O mercado está cada vez mais turbulento com ameaça de recessão global. Quais os riscos para a economia brasileira que está fraca e próxima de nova recessão?


Dado que o nível de atividade está ao redor de 1%, em tese, não precisaríamos de um grande choque externo para entrar em um novo processo recessivo. Mas temos algumas vantagens. Primeiro, acabamos de aprovar uma robusta reforma da Previdência. Se esse esforço continuar, não somente com uma reforma tributária mas também com um processo forte de privatizações e concessões, o Brasil vai se destacar como uma das poucas economias emergentes executando reformas estruturais. A crise global deve diminuir o volume de recursos indo aos emergentes, mas pelo menos o Brasil deve ser uma fatia maior desse bolo menor.


Está havendo mudanças do cenário econômico mundial. Qual será o papel da Ásia nessa nova conjuntura de guerra comercial entre Estados Unidos e China? Quem perde mais e quem sai ganhando?

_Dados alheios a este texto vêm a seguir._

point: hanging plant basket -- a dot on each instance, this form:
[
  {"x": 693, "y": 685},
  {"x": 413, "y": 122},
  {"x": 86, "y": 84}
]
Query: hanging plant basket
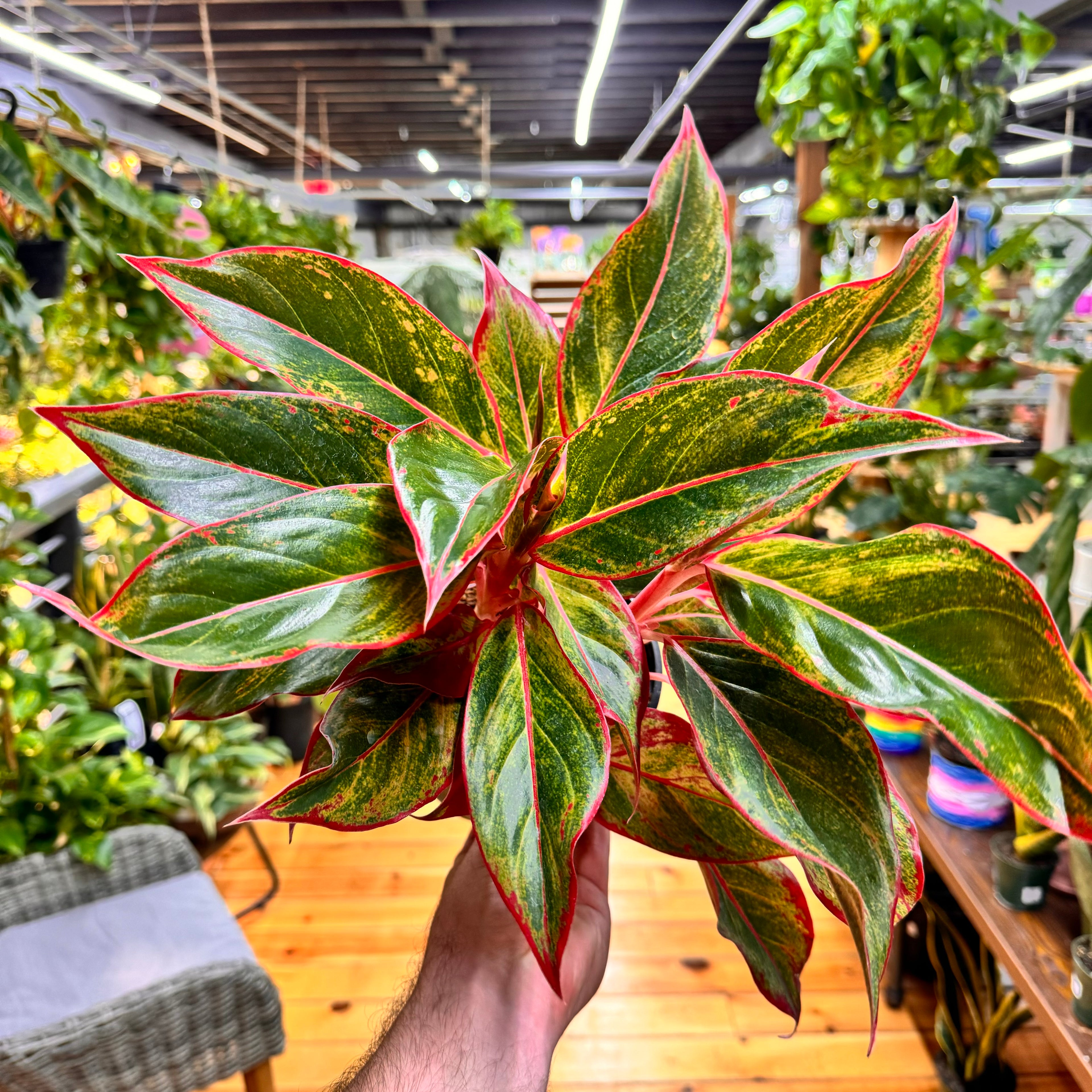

Em uma guerra comercial entre as duas maiores potências econômicas e militares do mundo, ninguém sai ganhando. Na Ásia, especificamente, há grande integração da cadeia de oferta regional com a China. Já há movimentos de recolocar parte da produção fora da China em direção a outros países, mas isso é um processo lento e custoso. Além do mais, devemos ter em mente que a questão comercial é somente uma dimensão de uma rivalidade geopolítica entre os Estados Unidos e a China e que, pela proximidade geográfica que os países asiáticos tem com Pequim, será muito difícil fazer uma opção clara em se manter na órbita americana a longo prazo.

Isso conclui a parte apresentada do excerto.